Celebrate the unorthodox.

NYU Stern Class of 2014 Baccalaureate Ceremony Speech


I had the privilege of representing NYU Stern School of Business’ Class of 2014 as the student speaker for this year’s baccalaureate ceremony at Radio City Music Hall. (By some crazy miracle, I did not faint and/or vomit onstage.)

Here is my speech. You can watch it (warning: shaky cam, thanks Dad) here.


I stand here before you all, NYU Stern Class of 2014, barely 21 years young.

I am neither delusional nor immodest enough to assert that I, Kim Pham, know the keys to success or happiness. In fact, I would argue most of us in the room do not know the answer.

(Although, if you do, please come find me afterwards, because I could use some of your help!)

Instead, I stand here with one simple request for this beautiful graduating class, one short mantra that I hope you all carry with you over the years.

It is something that I’ve championed since my freshman year at NYU, something that I hope administration will continue to foster, something that this great and diverse city has continued to spark.

It is the small request that you celebrate the unorthodox.

It is no secret that Sternies are often seen as monotonous and single-toned. In fact, I myself believed that during my first couple of years here. I felt insecurity and pressure from not falling into the buckets of the accountant, the banker, the consultant.

To me, there was this notion that business school enforced a lack of diversity — with a culture of conformity, risk-averseness, and maintaining the status quo.

I wish I could have gone back to September 2010, found naive little 18-year-old Kim (probably napping somewhere in Bobst), and told her just how wrong she was. As a graduating senior, I can now tell you that this is not the case. My 4 years at Stern have afforded me the wonderful opportunity to shatter that initial impression — by learning from and alongside the blindingly bright and beautifully complex people that are my classmates.

Some of my brightest Sternie friends are incredible artists with more creativity in their pinkies than I have in my entire body.

They are visionary photographers capturing New York City life in ways my amateur Instagram feed can never.

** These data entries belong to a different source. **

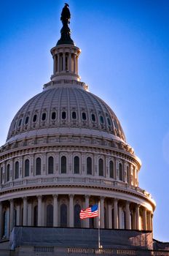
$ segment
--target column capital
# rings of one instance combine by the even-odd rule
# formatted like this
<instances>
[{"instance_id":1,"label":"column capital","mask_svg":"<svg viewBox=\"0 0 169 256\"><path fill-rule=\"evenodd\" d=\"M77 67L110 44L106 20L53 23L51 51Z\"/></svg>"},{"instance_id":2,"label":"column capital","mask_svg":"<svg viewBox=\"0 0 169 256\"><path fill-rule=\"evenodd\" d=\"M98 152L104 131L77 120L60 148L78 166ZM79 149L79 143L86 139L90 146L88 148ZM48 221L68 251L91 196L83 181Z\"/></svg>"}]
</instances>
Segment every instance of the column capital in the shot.
<instances>
[{"instance_id":1,"label":"column capital","mask_svg":"<svg viewBox=\"0 0 169 256\"><path fill-rule=\"evenodd\" d=\"M52 197L53 197L54 198L58 198L58 194L53 194L53 195L52 195Z\"/></svg>"},{"instance_id":2,"label":"column capital","mask_svg":"<svg viewBox=\"0 0 169 256\"><path fill-rule=\"evenodd\" d=\"M42 195L36 195L36 197L38 198L38 200L42 199Z\"/></svg>"},{"instance_id":3,"label":"column capital","mask_svg":"<svg viewBox=\"0 0 169 256\"><path fill-rule=\"evenodd\" d=\"M68 197L69 197L69 199L74 198L74 194L69 194L69 195L68 195Z\"/></svg>"},{"instance_id":4,"label":"column capital","mask_svg":"<svg viewBox=\"0 0 169 256\"><path fill-rule=\"evenodd\" d=\"M84 197L85 197L85 198L90 198L90 195L84 195Z\"/></svg>"}]
</instances>

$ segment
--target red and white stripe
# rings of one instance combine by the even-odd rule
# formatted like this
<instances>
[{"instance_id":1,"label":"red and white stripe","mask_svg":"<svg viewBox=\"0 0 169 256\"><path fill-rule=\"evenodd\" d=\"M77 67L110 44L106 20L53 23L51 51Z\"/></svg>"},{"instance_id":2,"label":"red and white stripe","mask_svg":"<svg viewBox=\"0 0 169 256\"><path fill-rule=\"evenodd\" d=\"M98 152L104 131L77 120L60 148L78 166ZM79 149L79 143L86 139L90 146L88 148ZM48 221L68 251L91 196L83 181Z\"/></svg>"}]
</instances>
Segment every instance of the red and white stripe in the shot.
<instances>
[{"instance_id":1,"label":"red and white stripe","mask_svg":"<svg viewBox=\"0 0 169 256\"><path fill-rule=\"evenodd\" d=\"M80 219L93 218L98 216L98 211L91 211L91 207L87 208L85 210L81 210Z\"/></svg>"}]
</instances>

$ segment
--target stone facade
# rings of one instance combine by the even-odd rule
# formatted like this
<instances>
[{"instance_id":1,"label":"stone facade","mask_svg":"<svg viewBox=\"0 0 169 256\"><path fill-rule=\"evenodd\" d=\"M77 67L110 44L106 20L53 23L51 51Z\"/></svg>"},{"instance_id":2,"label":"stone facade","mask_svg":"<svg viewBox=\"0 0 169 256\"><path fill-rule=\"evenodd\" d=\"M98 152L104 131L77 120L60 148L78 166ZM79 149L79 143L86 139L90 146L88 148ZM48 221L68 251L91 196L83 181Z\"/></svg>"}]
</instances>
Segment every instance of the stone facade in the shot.
<instances>
[{"instance_id":1,"label":"stone facade","mask_svg":"<svg viewBox=\"0 0 169 256\"><path fill-rule=\"evenodd\" d=\"M14 226L96 228L82 208L101 203L101 227L152 231L155 203L119 121L80 81L72 45L51 50L51 81L11 123L0 148L0 239Z\"/></svg>"}]
</instances>

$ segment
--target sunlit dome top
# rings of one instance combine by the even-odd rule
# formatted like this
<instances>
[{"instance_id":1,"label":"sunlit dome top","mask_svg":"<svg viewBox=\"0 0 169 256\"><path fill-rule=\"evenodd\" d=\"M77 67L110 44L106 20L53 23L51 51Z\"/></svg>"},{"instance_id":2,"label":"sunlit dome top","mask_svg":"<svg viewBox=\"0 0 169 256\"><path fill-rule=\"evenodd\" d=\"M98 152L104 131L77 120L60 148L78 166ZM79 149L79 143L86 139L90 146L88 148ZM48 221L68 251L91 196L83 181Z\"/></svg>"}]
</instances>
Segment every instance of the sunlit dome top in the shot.
<instances>
[{"instance_id":1,"label":"sunlit dome top","mask_svg":"<svg viewBox=\"0 0 169 256\"><path fill-rule=\"evenodd\" d=\"M82 83L76 82L76 83ZM29 99L12 121L7 142L31 135L59 134L63 128L90 129L111 134L125 141L120 123L111 109L79 85L60 85L44 89Z\"/></svg>"}]
</instances>

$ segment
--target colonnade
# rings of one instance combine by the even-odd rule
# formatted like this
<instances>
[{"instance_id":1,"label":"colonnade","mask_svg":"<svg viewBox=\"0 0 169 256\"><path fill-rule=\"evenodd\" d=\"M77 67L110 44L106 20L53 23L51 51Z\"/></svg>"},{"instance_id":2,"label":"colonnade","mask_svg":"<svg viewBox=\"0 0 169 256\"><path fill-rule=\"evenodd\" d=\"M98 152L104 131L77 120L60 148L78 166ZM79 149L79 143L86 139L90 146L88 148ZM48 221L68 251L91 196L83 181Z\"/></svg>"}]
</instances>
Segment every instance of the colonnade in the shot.
<instances>
[{"instance_id":1,"label":"colonnade","mask_svg":"<svg viewBox=\"0 0 169 256\"><path fill-rule=\"evenodd\" d=\"M50 203L47 199L49 197ZM52 226L62 227L62 215L66 214L65 210L61 210L63 203L66 206L65 227L98 227L97 218L93 220L94 226L91 226L89 219L79 221L79 213L76 215L75 213L75 207L79 206L78 209L80 211L81 208L98 203L98 200L100 200L101 228L152 230L152 212L139 204L118 198L79 196L72 194L51 195L24 197L0 202L0 237L7 236L14 225L49 226L47 220L47 208L49 205L51 206L50 218L52 218ZM35 212L35 207L37 212ZM4 217L7 212L8 219ZM76 221L80 222L78 222L80 223L79 225L76 225Z\"/></svg>"},{"instance_id":2,"label":"colonnade","mask_svg":"<svg viewBox=\"0 0 169 256\"><path fill-rule=\"evenodd\" d=\"M78 75L78 55L72 53L56 53L53 56L53 74L69 72Z\"/></svg>"}]
</instances>

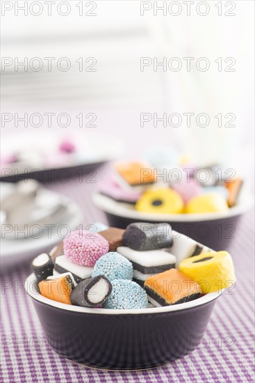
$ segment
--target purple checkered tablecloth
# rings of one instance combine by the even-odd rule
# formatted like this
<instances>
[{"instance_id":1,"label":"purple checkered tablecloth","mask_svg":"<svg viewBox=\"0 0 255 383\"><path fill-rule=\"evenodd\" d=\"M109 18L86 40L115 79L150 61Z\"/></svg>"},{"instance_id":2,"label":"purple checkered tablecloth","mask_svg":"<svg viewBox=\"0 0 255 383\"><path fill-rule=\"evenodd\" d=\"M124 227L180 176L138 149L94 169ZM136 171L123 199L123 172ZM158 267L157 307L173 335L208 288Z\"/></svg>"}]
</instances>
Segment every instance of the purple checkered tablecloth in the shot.
<instances>
[{"instance_id":1,"label":"purple checkered tablecloth","mask_svg":"<svg viewBox=\"0 0 255 383\"><path fill-rule=\"evenodd\" d=\"M84 224L104 221L90 194L94 184L54 182L47 187L79 203ZM51 351L24 290L28 265L2 275L1 370L3 382L147 383L254 381L254 212L245 214L231 249L236 270L235 288L217 301L204 337L190 355L153 370L108 372L80 368Z\"/></svg>"}]
</instances>

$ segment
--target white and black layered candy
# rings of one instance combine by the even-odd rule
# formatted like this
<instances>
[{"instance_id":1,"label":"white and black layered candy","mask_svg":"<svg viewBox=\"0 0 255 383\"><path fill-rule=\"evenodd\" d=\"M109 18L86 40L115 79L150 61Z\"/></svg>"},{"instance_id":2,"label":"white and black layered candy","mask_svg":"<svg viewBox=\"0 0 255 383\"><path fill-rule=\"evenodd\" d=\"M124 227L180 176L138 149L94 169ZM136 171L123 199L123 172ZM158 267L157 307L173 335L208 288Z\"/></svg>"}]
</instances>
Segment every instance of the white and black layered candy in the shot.
<instances>
[{"instance_id":1,"label":"white and black layered candy","mask_svg":"<svg viewBox=\"0 0 255 383\"><path fill-rule=\"evenodd\" d=\"M190 257L198 256L207 251L215 252L206 246L197 242L184 234L179 235L176 238L174 238L173 245L170 249L163 249L165 251L169 251L171 254L176 256L176 267L178 268L181 262Z\"/></svg>"},{"instance_id":2,"label":"white and black layered candy","mask_svg":"<svg viewBox=\"0 0 255 383\"><path fill-rule=\"evenodd\" d=\"M109 297L112 290L111 283L104 275L87 278L72 291L71 303L83 307L100 306Z\"/></svg>"},{"instance_id":3,"label":"white and black layered candy","mask_svg":"<svg viewBox=\"0 0 255 383\"><path fill-rule=\"evenodd\" d=\"M122 244L139 251L171 247L173 240L169 224L137 222L129 225L122 236Z\"/></svg>"},{"instance_id":4,"label":"white and black layered candy","mask_svg":"<svg viewBox=\"0 0 255 383\"><path fill-rule=\"evenodd\" d=\"M31 267L36 279L40 282L52 275L54 263L49 254L43 253L32 260Z\"/></svg>"},{"instance_id":5,"label":"white and black layered candy","mask_svg":"<svg viewBox=\"0 0 255 383\"><path fill-rule=\"evenodd\" d=\"M91 276L93 267L76 265L69 260L66 256L60 256L56 258L55 271L60 274L71 272L76 283L79 283L83 279Z\"/></svg>"},{"instance_id":6,"label":"white and black layered candy","mask_svg":"<svg viewBox=\"0 0 255 383\"><path fill-rule=\"evenodd\" d=\"M121 246L117 251L132 263L133 279L142 286L147 278L174 267L176 260L174 256L162 250L138 251Z\"/></svg>"}]
</instances>

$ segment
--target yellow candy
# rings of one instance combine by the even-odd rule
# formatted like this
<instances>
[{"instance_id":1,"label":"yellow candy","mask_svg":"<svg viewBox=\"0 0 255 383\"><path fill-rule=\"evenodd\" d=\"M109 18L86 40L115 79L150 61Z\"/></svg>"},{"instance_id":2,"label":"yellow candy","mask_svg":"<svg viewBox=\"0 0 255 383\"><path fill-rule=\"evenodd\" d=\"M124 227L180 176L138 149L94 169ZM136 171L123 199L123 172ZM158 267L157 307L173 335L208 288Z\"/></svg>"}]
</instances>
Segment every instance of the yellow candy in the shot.
<instances>
[{"instance_id":1,"label":"yellow candy","mask_svg":"<svg viewBox=\"0 0 255 383\"><path fill-rule=\"evenodd\" d=\"M219 291L236 281L232 258L227 251L208 251L188 258L181 262L179 268L200 285L204 293Z\"/></svg>"},{"instance_id":2,"label":"yellow candy","mask_svg":"<svg viewBox=\"0 0 255 383\"><path fill-rule=\"evenodd\" d=\"M186 205L186 212L208 213L225 212L229 210L227 201L217 193L208 193L191 198Z\"/></svg>"},{"instance_id":3,"label":"yellow candy","mask_svg":"<svg viewBox=\"0 0 255 383\"><path fill-rule=\"evenodd\" d=\"M151 213L181 213L183 201L181 196L171 189L153 189L143 193L135 208Z\"/></svg>"}]
</instances>

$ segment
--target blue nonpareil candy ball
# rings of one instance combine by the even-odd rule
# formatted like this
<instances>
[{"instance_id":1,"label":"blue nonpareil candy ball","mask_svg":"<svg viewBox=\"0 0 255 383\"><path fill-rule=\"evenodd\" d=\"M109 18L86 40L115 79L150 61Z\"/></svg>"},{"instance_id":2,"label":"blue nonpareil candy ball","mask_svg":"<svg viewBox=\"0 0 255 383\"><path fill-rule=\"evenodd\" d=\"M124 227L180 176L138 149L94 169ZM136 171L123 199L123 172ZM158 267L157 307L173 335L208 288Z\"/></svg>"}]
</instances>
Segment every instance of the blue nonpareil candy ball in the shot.
<instances>
[{"instance_id":1,"label":"blue nonpareil candy ball","mask_svg":"<svg viewBox=\"0 0 255 383\"><path fill-rule=\"evenodd\" d=\"M132 279L132 263L117 251L110 251L97 261L92 276L97 275L104 275L110 281L113 279Z\"/></svg>"},{"instance_id":2,"label":"blue nonpareil candy ball","mask_svg":"<svg viewBox=\"0 0 255 383\"><path fill-rule=\"evenodd\" d=\"M104 308L146 308L148 305L145 290L135 282L127 279L112 281L113 290L104 304Z\"/></svg>"}]
</instances>

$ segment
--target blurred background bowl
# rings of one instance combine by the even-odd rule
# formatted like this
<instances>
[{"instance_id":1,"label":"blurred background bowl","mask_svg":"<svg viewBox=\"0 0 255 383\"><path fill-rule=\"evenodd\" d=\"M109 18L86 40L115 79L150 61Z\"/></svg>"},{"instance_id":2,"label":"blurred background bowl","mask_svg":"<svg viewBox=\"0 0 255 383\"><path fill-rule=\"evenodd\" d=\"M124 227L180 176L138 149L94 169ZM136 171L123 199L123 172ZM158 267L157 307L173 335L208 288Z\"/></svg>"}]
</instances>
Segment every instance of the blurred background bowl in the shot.
<instances>
[{"instance_id":1,"label":"blurred background bowl","mask_svg":"<svg viewBox=\"0 0 255 383\"><path fill-rule=\"evenodd\" d=\"M99 192L94 205L104 212L110 226L126 228L132 222L167 222L172 229L215 250L227 249L235 238L238 221L253 206L253 196L244 187L236 206L227 212L199 214L153 214L135 210L134 205L117 202Z\"/></svg>"}]
</instances>

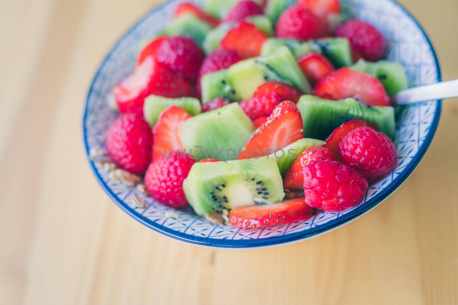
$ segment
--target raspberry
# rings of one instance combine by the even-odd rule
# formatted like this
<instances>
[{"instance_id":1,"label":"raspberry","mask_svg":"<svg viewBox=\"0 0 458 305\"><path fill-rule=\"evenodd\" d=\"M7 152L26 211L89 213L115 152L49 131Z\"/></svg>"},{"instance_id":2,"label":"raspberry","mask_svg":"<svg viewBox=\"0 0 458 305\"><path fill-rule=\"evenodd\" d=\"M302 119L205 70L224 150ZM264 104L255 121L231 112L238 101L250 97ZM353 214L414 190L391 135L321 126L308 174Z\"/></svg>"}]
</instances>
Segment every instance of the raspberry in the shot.
<instances>
[{"instance_id":1,"label":"raspberry","mask_svg":"<svg viewBox=\"0 0 458 305\"><path fill-rule=\"evenodd\" d=\"M127 171L141 174L151 161L152 142L151 129L143 117L126 113L111 124L105 145L113 161Z\"/></svg>"},{"instance_id":2,"label":"raspberry","mask_svg":"<svg viewBox=\"0 0 458 305\"><path fill-rule=\"evenodd\" d=\"M308 40L324 35L326 26L310 11L297 6L280 15L276 32L278 37Z\"/></svg>"},{"instance_id":3,"label":"raspberry","mask_svg":"<svg viewBox=\"0 0 458 305\"><path fill-rule=\"evenodd\" d=\"M330 159L314 161L304 166L305 203L327 212L338 212L358 205L368 185L362 175Z\"/></svg>"},{"instance_id":4,"label":"raspberry","mask_svg":"<svg viewBox=\"0 0 458 305\"><path fill-rule=\"evenodd\" d=\"M199 71L198 84L200 87L200 80L207 74L221 69L229 68L240 59L236 51L220 48L215 50L208 54L202 62Z\"/></svg>"},{"instance_id":5,"label":"raspberry","mask_svg":"<svg viewBox=\"0 0 458 305\"><path fill-rule=\"evenodd\" d=\"M213 100L210 100L202 104L202 112L207 112L210 110L222 107L223 106L229 105L229 102L227 100L225 100L222 97L217 97Z\"/></svg>"},{"instance_id":6,"label":"raspberry","mask_svg":"<svg viewBox=\"0 0 458 305\"><path fill-rule=\"evenodd\" d=\"M369 127L355 128L339 143L342 162L361 172L369 183L394 171L398 164L396 147L384 134Z\"/></svg>"},{"instance_id":7,"label":"raspberry","mask_svg":"<svg viewBox=\"0 0 458 305\"><path fill-rule=\"evenodd\" d=\"M276 92L257 95L240 102L240 106L252 120L270 115L272 110L283 100Z\"/></svg>"},{"instance_id":8,"label":"raspberry","mask_svg":"<svg viewBox=\"0 0 458 305\"><path fill-rule=\"evenodd\" d=\"M187 37L168 37L161 43L156 51L158 62L182 76L195 83L205 55L193 39Z\"/></svg>"},{"instance_id":9,"label":"raspberry","mask_svg":"<svg viewBox=\"0 0 458 305\"><path fill-rule=\"evenodd\" d=\"M158 201L173 208L187 205L183 181L196 160L174 151L151 163L145 174L145 184L150 194Z\"/></svg>"},{"instance_id":10,"label":"raspberry","mask_svg":"<svg viewBox=\"0 0 458 305\"><path fill-rule=\"evenodd\" d=\"M242 0L231 9L224 22L241 21L245 17L262 14L262 9L257 3L251 0Z\"/></svg>"},{"instance_id":11,"label":"raspberry","mask_svg":"<svg viewBox=\"0 0 458 305\"><path fill-rule=\"evenodd\" d=\"M367 22L350 20L336 29L336 36L346 37L352 49L366 60L376 61L383 55L387 41L382 33Z\"/></svg>"}]
</instances>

They are brilliant developers pushing code that will change the fabric of the Internet.

They are dedicated athletes who make NYU proud each and every time they hit the field.

They are culture vultures, non-fiction writers, fashionistas, long-boarders, video-gamers.

They are my cohort peers, my student leaders, my best friends.

Photo courtesy Emanuel Hahn

I love all of these people — not necessarily because of their skill or talent per se, but because they are celebrating the unique, proudly waving the banner of what it means to be passionate about something outside of your studies.

The break every cliche of the conventional “b-school student.” They inspire me.

They celebrate the unorthodox.

So, I stand here encouraging all of you to find what you love and run after it 150%.

For me, that was early-stage technology and building the Internet. I am lucky in the sense that my passion just happened to align with my professional life, and I cannot thank NYU enough for giving me the opportunity to discover that.

Granted, this may not be the case for everyone, especially within the reality of the global twenty-first century marketplace. It would be entirely unrealistic to hope that we all drop our lucrative and steady jobs to become starving musicians — not when we carry the pressures of student loans, family expectations, and the ever-skyrocketing monster that is New York City rent.

But, my request is that every one of you finds what lights your spark, whatever makes you get out of bed in the morning. Whether that be tilt-shift photography, English literature, Game of Thrones, or heck, even international finance.

I hope you cherish what makes you an individual.

I hope you find that unorthodox slice of your soul, something unique to offer to this chaotic world.

I hope you feed off of the curiosity and enthusiasm of those you surround yourself with.

I hope you fight back against this perceived notion of the uninspired business student.

I hope you show to the world that we are all so much more than resumes on a desk, and so much more than numbers on an Excel sheet.

And I hope you hold onto that and never let it go.

Life is too short to be anything but inspired, passionate, and enlightened.


So, we are all gathered here, cherishing the beautifully tumultuous memories of the past four years.

Please join me in wishing this beautiful NYU Stern Class of 2014 many, many more years filled with hope, laughter, love, and the wonderful opportunity to continually celebrate the unorthodox.

Thank you.

Yes, I *did* get a selfie onstage at Radio City Music Hall after my speech.

So much love to everyone who has supported me, pushed me, and challenged me throughout the years: my beautiful Phamily, the best friends I could have ever asked for (you know who you are), the #ratchet Carlyle Court crew, Tech@NYU / VSA / RC homies, the Dorm Room Fund NYC OGs, my incredible mentors, all my dope Internet friends, and the too-many-to-name ex-boyfriends.

You all have been such a beautiful piece of my journey.